You might have some issues, especially if your hands are on the larger size, but I don't have this problem and it's not something I hear as a common complaint from those I know who exclusively use notebooks. I'm on a desktop most of the time, but my Bluetooth keyboard is the same size as the one on my MacBook Pro, and I spend perhaps 8 hours a day touch typing.

Different strokes for different folks, etc!

taw said...

Even if your keyboard has the same size as MacBook Pro's, at least you don't have problems of uncomfortable position of keyboard relative to the screen, and touchpad getting in your way.

And MacBook Pro's keyboard is a bit larger than MacBook's.

Nikolai said...

1. There are some scripts on the net which disable the touch-pad when you are typing. Just google for it.
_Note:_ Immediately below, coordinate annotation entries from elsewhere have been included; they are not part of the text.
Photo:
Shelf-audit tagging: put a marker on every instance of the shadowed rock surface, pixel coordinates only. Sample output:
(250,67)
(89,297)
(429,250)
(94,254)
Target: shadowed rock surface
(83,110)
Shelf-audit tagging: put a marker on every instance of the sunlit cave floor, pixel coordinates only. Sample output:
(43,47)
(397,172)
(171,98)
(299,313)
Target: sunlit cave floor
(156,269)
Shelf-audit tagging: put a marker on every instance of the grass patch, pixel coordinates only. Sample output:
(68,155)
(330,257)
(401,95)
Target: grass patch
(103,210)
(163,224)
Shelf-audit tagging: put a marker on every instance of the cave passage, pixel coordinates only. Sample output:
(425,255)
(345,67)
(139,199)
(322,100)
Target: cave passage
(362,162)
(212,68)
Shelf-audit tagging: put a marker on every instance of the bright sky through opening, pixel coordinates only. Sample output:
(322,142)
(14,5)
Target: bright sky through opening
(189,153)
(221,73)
2. You need a track-point :)

3. configuration actually can have several InputDevices, some of which might be keyboards. Each keyboard device could have its own configuration, however I don't whether this works in practice. Two mice definitely do work and I think with USB keyboards it's worth a try.

Andreas Krey said...

Most computers these days are laptops.

No. Not unless you are always on conferences. :-) I usually use a stationary PC as an X terminal when doing work that is on the laptop. It is now sitting a few feet away, and I mostly use the laptop's physical I/O when I'm away. (Sometimes, when there is space on the desk, I use it as a secondary screen.)

I also use qwerty layout on the laptop even though it has german keycaps. Ok, that is not as hard as dvorak; I do it primarily for [{}].

(And I remember seeing a total hack which uses one keyboard for insert mode and the other for command mode in vi.)

taw said...

andreas krey: It seems that most computers sold these days are indeed laptops. Just check this random press release.